[comp.unix.questions] sorting

luke@mtung.ATT.COM (S. Luke Jones) (08/03/90)

Here's a brain teaser for you UNIX tool-and-shell gurus out there.

My news-reader presents articles in the order they appear in
my .newsrc file.  How can I sort it by subject?  (I don't want to do
it by hand because it seems like there's two or three new newsgroups a
day.) 
If I just sort (no options) my .newsrc I get something like
	comp.lang.c++:
	comp.zillions.of.other.things:
	comp.std.c++:
	sci.random.stuff:
	rec.c++:
	talk.bizarre:
	talk.politics.oop.c++:
and so forth.  The articles on (C++) are not clumped together the way
I want them.  But because the c++ appears at a different depth in the
name of each newsgroup,
	sort -t. +5 -6 +4 -5 +3 -4 +2 -3 +1 -2 .newsrc > puke
won't work either.  What am I missing?  Surely there's got to be an
easy way to do this.  Suggestions?
-- 
Luke Jones,   luke@mtung.att.com,  ...!att!mtung!luke,   phone 201/957-2733
Notworked Software Laboratory, Computer Systems Division, Bell Laboratories
Disclaimer: the opinions are mine but I had to sign away my rights to them.
Quote:  "System Test? That's for *idiots*!" (paraphrasing Insp. H. Calahan)

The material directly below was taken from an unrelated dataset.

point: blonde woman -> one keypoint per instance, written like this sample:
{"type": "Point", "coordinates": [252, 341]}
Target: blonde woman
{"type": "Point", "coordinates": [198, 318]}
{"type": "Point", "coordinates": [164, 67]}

gwyn@smoke.BRL.MIL (Doug Gwyn) (08/05/90)

In article <2943@mtung.ATT.COM> luke@mtung.ATT.COM (S. Luke Jones) writes:
>Surely there's got to be an easy way to do this.

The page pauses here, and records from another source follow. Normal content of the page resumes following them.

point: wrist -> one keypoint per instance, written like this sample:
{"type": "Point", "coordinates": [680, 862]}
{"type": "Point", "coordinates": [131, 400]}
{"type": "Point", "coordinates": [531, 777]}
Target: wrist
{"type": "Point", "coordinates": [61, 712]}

Surely you jest.  You're asking for an artificial intelligence program here.

montnaro@spyder.crd.ge.com (Skip Montanaro) (08/05/90)

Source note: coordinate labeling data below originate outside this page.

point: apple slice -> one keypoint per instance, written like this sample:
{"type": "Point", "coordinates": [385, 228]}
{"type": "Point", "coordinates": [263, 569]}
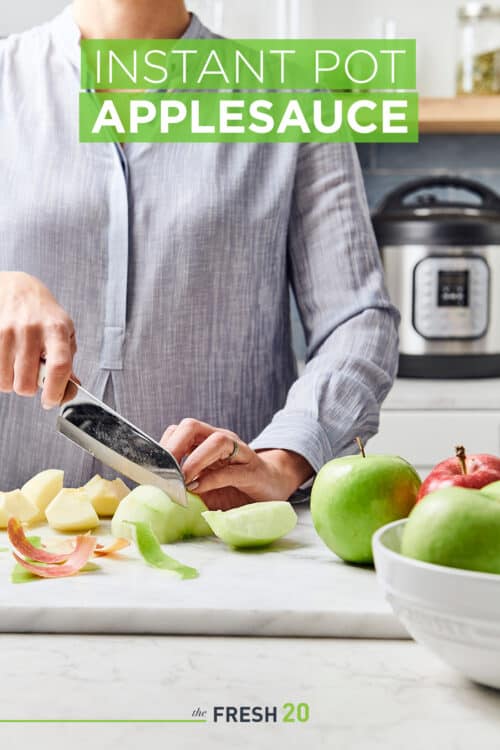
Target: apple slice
{"type": "Point", "coordinates": [16, 505]}
{"type": "Point", "coordinates": [71, 510]}
{"type": "Point", "coordinates": [42, 488]}
{"type": "Point", "coordinates": [170, 522]}
{"type": "Point", "coordinates": [253, 525]}
{"type": "Point", "coordinates": [105, 495]}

In article <13485@smoke.BRL.MIL> gwyn@smoke.BRL.MIL (Doug Gwyn) writes:

   In article <2943@mtung.ATT.COM> luke@mtung.ATT.COM (S. Luke Jones) writes:
   >Surely there's got to be an easy way to do this.

   Surely you jest.  You're asking for an artificial intelligence program here.

I don't know. The following short shell script seems to do what Luke wanted
(cluster all the C++ groups together, regardless of their spot in the Usenet
tree).

Skip (montanaro@crdgw1.ge.com)

#!/bin/sh

newsrc=$1

options="`egrep '^options' $1`"

echo $options

egrep -v "^options" $1 | \
sed -e 's/\./	/g' -e 's/! /!/' -e 's/: /:/' | \
awk '{for (i=NF; i>0; i--) printf("%s\t", $i); printf("\n"); }' | \
sort | \
awk '{for (i=NF; i>0; i--) printf("%s\t", $i); printf("\n"); }' | \
sed -e 's/	/./g' -e 's/!/! /' -e 's/:/: /' | \
sed -e 's/\.$//'

--
Skip (montanaro@crdgw1.ge.com)

gwyn@smoke.BRL.MIL (Doug Gwyn) (08/06/90)

In article <MONTNARO.90Aug5102632@spyder.crd.ge.com> montanaro@crdgw1.ge.com (Skip Montanaro) writes:
>In article <13485@smoke.BRL.MIL> gwyn@smoke.BRL.MIL (Doug Gwyn) writes:
>   Surely you jest.  You're asking for an artificial intelligence program here.
>I don't know. The following short shell script seems to do what Luke wanted
>(cluster all the C++ groups together, regardless of their spot in the Usenet
>tree).

It only orders by the last member of the hierarchy, which is not very helpful
(as you can see by running a large .newsrc through this process).  For example,
foo.c++.bugs would be collected with other *.bugs, not with other c++ groups.

jon@jonlab.UUCP (Jon H. LaBadie) (08/11/90)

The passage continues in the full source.